Descrive una giornata senza pensieri con la voglia di vivere.

TONY FLOO

Antonio Rampino in arte, nato nel ’86 e originario di Trepuzzi, ha iniziato a suonare la batteria a dodici anni, diventando subito appassionato.

La sua esperienza musicale si sviluppa attraverso cover band rock come Red Hot e Jimi Hendrix, e con l’aiuto del Maestro Cananà, mira a entrare nella sua banda.

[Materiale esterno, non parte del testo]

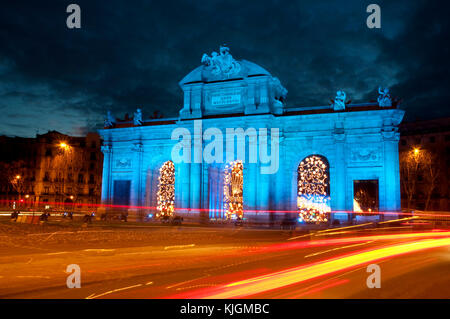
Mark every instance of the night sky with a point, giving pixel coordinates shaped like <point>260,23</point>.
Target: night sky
<point>133,53</point>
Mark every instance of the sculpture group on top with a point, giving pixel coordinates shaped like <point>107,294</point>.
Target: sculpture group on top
<point>384,99</point>
<point>221,63</point>
<point>339,101</point>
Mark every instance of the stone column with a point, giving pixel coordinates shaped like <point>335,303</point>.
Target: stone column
<point>136,184</point>
<point>337,185</point>
<point>196,171</point>
<point>106,177</point>
<point>391,189</point>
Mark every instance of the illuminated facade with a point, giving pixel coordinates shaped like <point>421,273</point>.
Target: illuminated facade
<point>348,144</point>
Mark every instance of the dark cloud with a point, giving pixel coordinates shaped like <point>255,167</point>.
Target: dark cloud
<point>131,54</point>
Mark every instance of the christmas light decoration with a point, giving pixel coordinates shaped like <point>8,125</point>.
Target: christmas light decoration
<point>233,190</point>
<point>166,190</point>
<point>313,198</point>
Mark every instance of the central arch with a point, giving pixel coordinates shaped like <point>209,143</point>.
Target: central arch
<point>233,190</point>
<point>313,189</point>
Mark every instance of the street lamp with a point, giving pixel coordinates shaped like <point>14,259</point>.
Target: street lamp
<point>63,145</point>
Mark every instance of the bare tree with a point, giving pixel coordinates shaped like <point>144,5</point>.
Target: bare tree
<point>66,166</point>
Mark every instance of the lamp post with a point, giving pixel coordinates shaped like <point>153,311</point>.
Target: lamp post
<point>66,150</point>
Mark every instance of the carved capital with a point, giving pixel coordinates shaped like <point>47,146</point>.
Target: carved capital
<point>137,147</point>
<point>106,149</point>
<point>390,134</point>
<point>339,135</point>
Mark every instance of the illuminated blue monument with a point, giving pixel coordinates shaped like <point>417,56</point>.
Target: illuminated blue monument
<point>339,153</point>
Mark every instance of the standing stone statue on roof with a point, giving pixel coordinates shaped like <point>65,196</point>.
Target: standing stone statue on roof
<point>137,119</point>
<point>221,63</point>
<point>339,101</point>
<point>384,99</point>
<point>109,119</point>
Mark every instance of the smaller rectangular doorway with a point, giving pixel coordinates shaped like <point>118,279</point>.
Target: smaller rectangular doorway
<point>121,192</point>
<point>365,196</point>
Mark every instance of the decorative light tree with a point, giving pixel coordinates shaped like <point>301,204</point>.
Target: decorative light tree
<point>233,190</point>
<point>166,190</point>
<point>313,198</point>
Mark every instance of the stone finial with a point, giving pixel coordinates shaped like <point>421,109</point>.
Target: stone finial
<point>137,119</point>
<point>109,119</point>
<point>339,101</point>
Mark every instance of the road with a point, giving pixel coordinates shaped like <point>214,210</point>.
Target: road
<point>237,263</point>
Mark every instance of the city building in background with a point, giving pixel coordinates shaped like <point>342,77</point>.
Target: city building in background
<point>425,164</point>
<point>52,170</point>
<point>333,162</point>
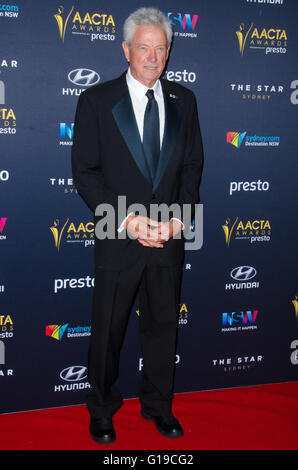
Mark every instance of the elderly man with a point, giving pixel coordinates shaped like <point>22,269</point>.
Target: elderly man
<point>137,136</point>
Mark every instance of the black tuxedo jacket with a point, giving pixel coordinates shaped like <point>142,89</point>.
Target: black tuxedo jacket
<point>108,161</point>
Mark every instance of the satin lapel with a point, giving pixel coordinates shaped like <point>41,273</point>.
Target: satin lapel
<point>172,125</point>
<point>124,116</point>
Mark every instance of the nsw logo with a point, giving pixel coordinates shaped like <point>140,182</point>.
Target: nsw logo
<point>83,77</point>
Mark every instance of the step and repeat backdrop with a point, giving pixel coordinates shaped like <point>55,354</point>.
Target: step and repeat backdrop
<point>238,318</point>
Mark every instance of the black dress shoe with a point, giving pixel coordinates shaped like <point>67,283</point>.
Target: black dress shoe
<point>168,426</point>
<point>102,430</point>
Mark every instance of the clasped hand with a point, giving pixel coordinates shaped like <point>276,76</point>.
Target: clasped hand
<point>151,233</point>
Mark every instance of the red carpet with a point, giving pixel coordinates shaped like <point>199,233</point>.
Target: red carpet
<point>248,418</point>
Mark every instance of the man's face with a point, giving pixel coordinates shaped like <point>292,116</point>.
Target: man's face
<point>147,54</point>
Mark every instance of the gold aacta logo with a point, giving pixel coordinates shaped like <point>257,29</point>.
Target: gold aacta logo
<point>59,19</point>
<point>295,303</point>
<point>228,230</point>
<point>241,37</point>
<point>57,236</point>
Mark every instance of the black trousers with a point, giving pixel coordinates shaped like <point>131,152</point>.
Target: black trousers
<point>114,294</point>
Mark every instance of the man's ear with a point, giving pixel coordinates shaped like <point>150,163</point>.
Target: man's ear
<point>125,48</point>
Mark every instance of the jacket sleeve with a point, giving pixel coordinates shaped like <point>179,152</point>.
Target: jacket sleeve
<point>192,167</point>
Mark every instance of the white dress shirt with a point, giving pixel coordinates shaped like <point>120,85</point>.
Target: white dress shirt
<point>139,100</point>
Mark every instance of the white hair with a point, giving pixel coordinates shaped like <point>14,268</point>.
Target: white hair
<point>146,16</point>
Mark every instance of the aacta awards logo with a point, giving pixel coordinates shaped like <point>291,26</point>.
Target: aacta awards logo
<point>251,230</point>
<point>270,40</point>
<point>97,26</point>
<point>295,303</point>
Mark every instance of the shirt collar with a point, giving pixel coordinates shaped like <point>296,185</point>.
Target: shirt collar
<point>139,89</point>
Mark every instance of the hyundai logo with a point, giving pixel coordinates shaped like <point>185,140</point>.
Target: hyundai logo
<point>74,373</point>
<point>83,77</point>
<point>243,273</point>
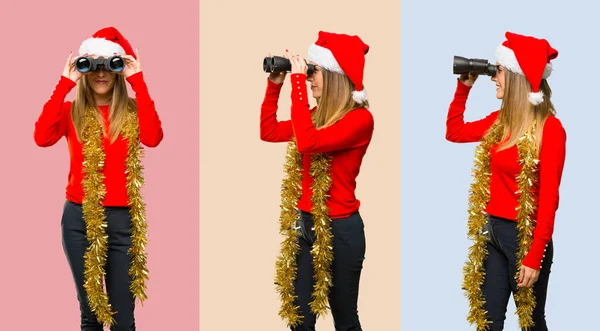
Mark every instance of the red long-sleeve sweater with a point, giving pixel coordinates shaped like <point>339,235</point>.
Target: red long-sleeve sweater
<point>505,169</point>
<point>346,141</point>
<point>55,122</point>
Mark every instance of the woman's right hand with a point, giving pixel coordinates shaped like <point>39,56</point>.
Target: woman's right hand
<point>69,71</point>
<point>277,77</point>
<point>468,79</point>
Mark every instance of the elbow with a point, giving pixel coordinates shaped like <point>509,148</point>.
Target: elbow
<point>267,136</point>
<point>304,147</point>
<point>153,141</point>
<point>41,141</point>
<point>451,136</point>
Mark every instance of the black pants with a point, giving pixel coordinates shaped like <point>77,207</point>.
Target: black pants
<point>501,268</point>
<point>349,246</point>
<point>117,264</point>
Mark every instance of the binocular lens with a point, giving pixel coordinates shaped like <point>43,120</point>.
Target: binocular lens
<point>474,66</point>
<point>83,64</point>
<point>116,64</point>
<point>281,64</point>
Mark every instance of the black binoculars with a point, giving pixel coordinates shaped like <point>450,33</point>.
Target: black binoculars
<point>86,64</point>
<point>281,64</point>
<point>463,65</point>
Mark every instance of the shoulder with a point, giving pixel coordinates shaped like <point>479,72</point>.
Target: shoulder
<point>360,114</point>
<point>553,126</point>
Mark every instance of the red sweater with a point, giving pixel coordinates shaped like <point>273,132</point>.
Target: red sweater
<point>505,169</point>
<point>346,141</point>
<point>55,122</point>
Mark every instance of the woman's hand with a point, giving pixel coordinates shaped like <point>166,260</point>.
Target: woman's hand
<point>277,77</point>
<point>468,79</point>
<point>70,71</point>
<point>132,65</point>
<point>527,277</point>
<point>299,65</point>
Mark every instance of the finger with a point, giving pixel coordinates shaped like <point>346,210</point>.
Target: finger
<point>521,276</point>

La sua sete di conoscenza lo porta a trasferirsi a Bologna a 27 anni, dove ottiene un diploma presso la Music Academy Italy, ampliando così i suoi orizzonti sia dal punto di vista accademico che professionale.

A Bologna viene coinvolto nella Gipsy Orkestar di Eusebio Martinelli e, nel 2018, entra a far parte della BandAdriatica, con la quale viaggia in Italia e all’estero, vivendo esperienze musicali e di vita significative.

Nel 2022 esce “Te dua”, l’album d’esordio della FlowFazigana di Tony Flow, che include sei brani auto prodotti. L’ambientazione marinaresca in una atmosfera fatta di viaggi nel Mediterraneo, e con Une te Dua, che ci culla nella dolce malinconia di un vero amore, passato. Nel 2024, ritorna con “Chiringuito”.

Con questo pezzo si porta dietro tutta l’urgenza di raccontare una delusione. Come in Un te dua, è sempre l’amore ma switcha verso uno più che reale:  “tossico”, come viene definito nel brano –Tony, è in continua evoluzione. Sempre con lo sguardo “verso orizzonti lontani, volando come gabbiani” (Ziganì – FlowFaZigana).